Manutenção dos juros pelo BC surpreende, mas faz sentido

Manutenção dos juros pelo BC surpreende, mas faz sentido

16/05/2018 por Míriam Leitão

Faz sentido o Banco Central manter os juros inalterados em 6,5%. Houve muita mudança nos valores dos ativos nos últimos dias e um forte recuo do real em relação ao dólar. Depois de queda de 775 pontos nas taxas de juros em um ano e sete meses, esperava-se mais um corte para depois eles ficarem estáveis. O BC havia avisado na reunião passada, inclusive, que pretendia cortar mais uma vez a Selic agora. Mas o cenário externo mudou totalmente desde o último encontro, antecipando o encerramento do ciclo de relaxamento monetário.

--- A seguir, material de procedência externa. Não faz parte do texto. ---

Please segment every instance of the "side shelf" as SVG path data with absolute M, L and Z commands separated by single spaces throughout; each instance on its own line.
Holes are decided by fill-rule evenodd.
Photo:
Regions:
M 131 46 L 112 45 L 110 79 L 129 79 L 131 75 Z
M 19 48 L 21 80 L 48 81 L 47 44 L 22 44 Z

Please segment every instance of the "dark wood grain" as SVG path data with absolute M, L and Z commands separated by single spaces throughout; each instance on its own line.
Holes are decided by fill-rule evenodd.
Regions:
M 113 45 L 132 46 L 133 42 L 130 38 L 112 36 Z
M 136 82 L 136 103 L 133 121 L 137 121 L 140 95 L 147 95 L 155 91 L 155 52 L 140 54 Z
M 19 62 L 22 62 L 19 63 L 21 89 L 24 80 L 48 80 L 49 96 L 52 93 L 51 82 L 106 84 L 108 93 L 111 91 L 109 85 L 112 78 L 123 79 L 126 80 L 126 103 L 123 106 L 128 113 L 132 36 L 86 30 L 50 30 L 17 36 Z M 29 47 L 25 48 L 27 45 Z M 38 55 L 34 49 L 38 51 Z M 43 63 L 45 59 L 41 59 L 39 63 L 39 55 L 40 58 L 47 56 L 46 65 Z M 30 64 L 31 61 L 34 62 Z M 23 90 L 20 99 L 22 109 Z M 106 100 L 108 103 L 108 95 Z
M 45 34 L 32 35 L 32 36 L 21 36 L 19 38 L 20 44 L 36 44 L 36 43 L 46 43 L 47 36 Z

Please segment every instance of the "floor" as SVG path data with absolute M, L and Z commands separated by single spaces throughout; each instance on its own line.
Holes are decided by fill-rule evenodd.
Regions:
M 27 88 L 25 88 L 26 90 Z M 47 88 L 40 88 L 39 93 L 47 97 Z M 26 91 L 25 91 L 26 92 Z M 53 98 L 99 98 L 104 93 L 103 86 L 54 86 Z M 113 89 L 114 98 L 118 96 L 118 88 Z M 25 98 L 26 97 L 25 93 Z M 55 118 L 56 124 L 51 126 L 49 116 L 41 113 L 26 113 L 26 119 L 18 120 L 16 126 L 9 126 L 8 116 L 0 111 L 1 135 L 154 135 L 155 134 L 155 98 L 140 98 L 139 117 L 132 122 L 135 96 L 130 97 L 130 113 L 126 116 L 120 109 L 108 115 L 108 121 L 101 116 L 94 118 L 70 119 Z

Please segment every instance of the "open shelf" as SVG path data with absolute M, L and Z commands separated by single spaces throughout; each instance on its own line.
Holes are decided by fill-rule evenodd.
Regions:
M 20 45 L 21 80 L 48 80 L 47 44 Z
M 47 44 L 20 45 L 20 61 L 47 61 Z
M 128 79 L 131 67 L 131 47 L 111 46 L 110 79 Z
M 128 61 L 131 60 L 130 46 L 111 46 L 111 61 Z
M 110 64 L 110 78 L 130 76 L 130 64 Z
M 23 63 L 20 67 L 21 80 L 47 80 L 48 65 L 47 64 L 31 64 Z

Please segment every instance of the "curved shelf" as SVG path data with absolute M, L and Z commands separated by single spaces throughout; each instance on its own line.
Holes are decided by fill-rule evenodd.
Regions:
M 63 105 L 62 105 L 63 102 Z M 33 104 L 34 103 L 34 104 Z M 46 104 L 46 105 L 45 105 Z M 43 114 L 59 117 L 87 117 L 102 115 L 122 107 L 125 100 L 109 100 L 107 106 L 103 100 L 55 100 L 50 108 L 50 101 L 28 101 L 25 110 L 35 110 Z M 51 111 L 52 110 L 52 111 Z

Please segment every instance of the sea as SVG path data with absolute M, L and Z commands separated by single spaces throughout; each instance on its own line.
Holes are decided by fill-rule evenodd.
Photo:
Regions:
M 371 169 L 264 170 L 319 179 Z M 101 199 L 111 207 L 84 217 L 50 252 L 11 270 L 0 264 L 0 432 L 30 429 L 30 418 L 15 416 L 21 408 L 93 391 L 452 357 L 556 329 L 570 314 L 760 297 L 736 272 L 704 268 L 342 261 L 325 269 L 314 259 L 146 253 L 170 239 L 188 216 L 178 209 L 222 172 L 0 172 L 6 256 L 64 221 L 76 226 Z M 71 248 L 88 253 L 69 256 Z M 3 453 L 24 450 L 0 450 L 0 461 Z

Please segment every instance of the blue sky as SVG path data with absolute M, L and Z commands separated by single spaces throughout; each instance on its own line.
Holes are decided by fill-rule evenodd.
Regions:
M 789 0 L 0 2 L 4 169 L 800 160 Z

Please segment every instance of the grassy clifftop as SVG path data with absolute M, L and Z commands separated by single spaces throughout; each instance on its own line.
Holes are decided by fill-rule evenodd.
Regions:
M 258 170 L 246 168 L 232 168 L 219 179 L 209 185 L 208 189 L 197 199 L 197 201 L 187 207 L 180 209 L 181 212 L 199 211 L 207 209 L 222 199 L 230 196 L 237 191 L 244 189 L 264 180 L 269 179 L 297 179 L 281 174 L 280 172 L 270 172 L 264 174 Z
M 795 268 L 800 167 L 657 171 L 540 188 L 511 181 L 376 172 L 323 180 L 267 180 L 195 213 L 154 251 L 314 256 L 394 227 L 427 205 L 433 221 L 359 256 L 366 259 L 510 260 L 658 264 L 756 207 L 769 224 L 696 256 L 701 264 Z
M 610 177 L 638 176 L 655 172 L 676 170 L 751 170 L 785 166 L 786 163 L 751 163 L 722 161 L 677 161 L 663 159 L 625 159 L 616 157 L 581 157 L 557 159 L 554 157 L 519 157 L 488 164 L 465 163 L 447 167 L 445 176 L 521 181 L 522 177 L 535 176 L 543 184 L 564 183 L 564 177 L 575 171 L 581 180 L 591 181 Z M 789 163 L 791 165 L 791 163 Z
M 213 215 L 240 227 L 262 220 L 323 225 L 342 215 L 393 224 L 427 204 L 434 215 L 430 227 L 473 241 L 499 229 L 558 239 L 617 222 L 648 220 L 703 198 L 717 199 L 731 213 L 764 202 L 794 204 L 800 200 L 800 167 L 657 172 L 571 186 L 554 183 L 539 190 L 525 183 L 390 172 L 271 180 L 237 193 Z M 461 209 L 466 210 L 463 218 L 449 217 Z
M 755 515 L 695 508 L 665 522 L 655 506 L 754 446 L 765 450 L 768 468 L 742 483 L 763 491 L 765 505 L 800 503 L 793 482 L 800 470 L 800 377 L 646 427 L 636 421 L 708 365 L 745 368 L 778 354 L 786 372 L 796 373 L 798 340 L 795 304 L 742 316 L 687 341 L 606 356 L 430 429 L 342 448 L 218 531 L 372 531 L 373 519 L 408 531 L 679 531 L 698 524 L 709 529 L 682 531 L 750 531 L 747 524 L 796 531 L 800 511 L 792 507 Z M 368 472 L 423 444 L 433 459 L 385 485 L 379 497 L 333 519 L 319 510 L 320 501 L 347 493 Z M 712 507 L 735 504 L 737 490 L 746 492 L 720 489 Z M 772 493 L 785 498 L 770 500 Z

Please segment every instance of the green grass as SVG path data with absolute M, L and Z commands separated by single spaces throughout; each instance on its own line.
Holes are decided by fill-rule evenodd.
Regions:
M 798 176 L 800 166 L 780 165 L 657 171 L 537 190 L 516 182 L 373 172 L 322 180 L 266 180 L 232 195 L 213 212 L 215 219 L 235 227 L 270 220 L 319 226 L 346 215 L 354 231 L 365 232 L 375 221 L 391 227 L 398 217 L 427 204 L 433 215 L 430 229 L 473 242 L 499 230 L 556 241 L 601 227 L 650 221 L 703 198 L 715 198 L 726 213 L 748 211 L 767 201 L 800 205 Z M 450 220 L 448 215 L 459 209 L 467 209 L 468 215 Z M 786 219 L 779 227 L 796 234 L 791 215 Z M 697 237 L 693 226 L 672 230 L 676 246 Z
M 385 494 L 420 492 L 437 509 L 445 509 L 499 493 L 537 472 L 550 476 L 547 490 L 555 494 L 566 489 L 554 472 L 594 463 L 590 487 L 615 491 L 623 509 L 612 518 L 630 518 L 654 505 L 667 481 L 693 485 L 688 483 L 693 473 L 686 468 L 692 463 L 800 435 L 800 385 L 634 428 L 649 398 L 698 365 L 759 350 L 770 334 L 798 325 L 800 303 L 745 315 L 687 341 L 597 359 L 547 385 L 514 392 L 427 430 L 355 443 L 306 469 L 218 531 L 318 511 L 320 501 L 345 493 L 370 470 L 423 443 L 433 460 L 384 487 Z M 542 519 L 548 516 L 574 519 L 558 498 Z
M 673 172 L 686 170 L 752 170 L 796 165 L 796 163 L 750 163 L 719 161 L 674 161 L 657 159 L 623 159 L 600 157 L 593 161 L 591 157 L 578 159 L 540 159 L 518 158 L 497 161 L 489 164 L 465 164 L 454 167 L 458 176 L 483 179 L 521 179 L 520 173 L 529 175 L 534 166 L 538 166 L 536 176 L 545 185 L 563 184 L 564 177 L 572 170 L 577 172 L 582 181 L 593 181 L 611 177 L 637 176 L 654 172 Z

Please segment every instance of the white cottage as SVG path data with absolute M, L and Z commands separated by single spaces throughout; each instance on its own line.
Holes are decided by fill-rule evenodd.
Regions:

No comunicado, o BC comenta que o cenário externo está “mais desafiador” e volátil. O aumento dos juros nas “economias avançadas” provocou ajustes no mundo e diminuiu o “apetite” pelo risco dos países emergentes. Aos olhos do Copom, o comportamento da inflação permanece favorável. Mas o comitê fez questão de destacar que “a conjuntura econômica prescreve política monetária estimulativa”, ou seja, o nível fraco da atividade recomenda que os juros fiquem baixos. E adiantou que o nível de 6,5% deve ser mantido nas próximas reuniões.

Outro recado é sobre o andamento das reformas. “O Comitê enfatiza que o processo de reformas e ajustes necessários na economia brasileira contribui para a queda da sua taxa de juros estrutural", diz o comunicado.

A decisão inesperada provocou uma situação curiosa. O Itaú, acreditando em mais uma redução da Selic, esperou até às 18h para anunciar um corte nas taxas cobradas dos clientes, em diferentes linhas. A mensagem chegou às 18h08. A situação deixa claro que os bancos ainda tem um espaço grande para repassar as reduções nos juros para os clientes, após essa sequência de cortes na Selic, agora interrompida.